Credits remain an issue because the corrections department has discretion to expand the program, with or without milestone incentives. It tried to do so last year, but prosecutors led by Sacramento’s Schubert went to court to block the action.
There’s an honest discussion to be had about whether an expanded credit program is worth the cost or effort. The proof should be in the numbers. If recidivism rates for participants are lower, it’s probably worth it. In any event, Martin’s case was unaffected by the latest proposed credit expansion.
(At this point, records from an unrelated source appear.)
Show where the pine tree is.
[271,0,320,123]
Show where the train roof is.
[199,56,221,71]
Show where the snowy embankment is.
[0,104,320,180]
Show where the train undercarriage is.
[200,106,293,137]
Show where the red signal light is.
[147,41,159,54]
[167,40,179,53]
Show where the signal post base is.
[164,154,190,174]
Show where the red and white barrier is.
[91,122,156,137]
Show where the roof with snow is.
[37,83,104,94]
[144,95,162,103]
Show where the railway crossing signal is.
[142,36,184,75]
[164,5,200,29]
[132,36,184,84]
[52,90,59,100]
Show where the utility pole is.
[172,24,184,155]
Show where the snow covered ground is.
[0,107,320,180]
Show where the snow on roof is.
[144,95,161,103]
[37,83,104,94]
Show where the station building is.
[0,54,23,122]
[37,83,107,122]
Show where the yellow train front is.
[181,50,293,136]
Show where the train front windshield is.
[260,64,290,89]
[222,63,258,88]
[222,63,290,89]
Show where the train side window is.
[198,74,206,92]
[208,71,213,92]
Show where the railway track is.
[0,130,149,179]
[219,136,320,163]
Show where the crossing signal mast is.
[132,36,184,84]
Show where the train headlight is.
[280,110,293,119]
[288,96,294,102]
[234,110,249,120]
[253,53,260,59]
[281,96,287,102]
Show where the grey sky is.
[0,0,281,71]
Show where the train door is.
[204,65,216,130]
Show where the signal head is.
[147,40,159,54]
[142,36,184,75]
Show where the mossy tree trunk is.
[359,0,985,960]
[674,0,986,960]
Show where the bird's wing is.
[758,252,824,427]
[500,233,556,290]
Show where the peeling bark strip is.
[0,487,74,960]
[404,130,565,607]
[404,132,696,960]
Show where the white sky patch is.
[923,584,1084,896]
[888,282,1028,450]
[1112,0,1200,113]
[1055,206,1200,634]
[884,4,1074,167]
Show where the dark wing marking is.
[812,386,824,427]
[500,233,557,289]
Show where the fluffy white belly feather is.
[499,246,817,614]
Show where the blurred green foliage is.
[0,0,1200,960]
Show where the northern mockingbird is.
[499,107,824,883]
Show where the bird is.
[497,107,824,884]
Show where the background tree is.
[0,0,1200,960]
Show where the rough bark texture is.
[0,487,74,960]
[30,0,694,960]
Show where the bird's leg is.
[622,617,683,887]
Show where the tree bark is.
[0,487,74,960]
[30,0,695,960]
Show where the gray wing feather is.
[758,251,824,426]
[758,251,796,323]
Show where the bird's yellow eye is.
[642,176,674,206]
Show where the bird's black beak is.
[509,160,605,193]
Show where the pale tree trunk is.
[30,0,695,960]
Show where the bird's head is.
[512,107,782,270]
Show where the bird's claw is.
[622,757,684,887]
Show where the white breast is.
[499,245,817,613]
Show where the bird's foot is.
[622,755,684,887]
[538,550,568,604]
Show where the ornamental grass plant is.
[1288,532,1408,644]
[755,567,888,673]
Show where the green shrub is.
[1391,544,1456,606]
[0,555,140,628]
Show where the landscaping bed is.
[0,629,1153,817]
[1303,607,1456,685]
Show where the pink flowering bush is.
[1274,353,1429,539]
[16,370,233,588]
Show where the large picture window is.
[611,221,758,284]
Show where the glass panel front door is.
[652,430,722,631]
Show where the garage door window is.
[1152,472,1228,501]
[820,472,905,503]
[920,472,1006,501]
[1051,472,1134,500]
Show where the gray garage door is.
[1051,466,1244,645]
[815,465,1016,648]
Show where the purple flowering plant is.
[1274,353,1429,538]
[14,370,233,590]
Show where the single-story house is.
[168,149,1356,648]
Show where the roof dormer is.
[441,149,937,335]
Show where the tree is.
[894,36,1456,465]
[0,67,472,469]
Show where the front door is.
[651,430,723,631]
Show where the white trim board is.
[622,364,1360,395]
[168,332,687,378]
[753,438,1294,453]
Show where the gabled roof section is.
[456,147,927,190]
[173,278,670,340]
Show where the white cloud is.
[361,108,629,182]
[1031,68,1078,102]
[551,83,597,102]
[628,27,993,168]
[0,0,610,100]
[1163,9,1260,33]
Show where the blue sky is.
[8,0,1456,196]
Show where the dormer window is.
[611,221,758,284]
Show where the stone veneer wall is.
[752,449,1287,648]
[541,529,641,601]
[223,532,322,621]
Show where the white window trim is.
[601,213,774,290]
At the beginning of last week, anger against Newsom focused on his parole commissioners, who supposedly released Martin over Schubert’s principled objections — until a simple check of the facts revealed that there was no parole board involvement in the release. (The state parole process is indeed flawed, although not in the way critics charge. Parole in California is granted in only about 18% of cases. The national average is close to 50%.)
Now the subject of criticism is the supposedly profligate release credits, which were already on the table when prosecutors and Martin struck their sentencing deal.
This is an old story. A decade ago, critics of criminal justice reform tried to score points by blaming high-profile crimes on laws that put people released from prison under the supervision of county probation officers instead of state parole agents, although both have had successes and failures with their caseloads. Then the complaints focused on Proposition 47, which was blamed for the recent spate of “smash and grab” robberies — even though the measure has nothing to do with robberies. So the half-truths about credits and the falsehoods about parole boards shouldn’t be surprising.
But they can cause serious harm by undermining tested policies that improve lives. And they make a mockery of our democratic process by lifting up rumor and anecdote, and making them, rather than facts, central to our collective decision-making.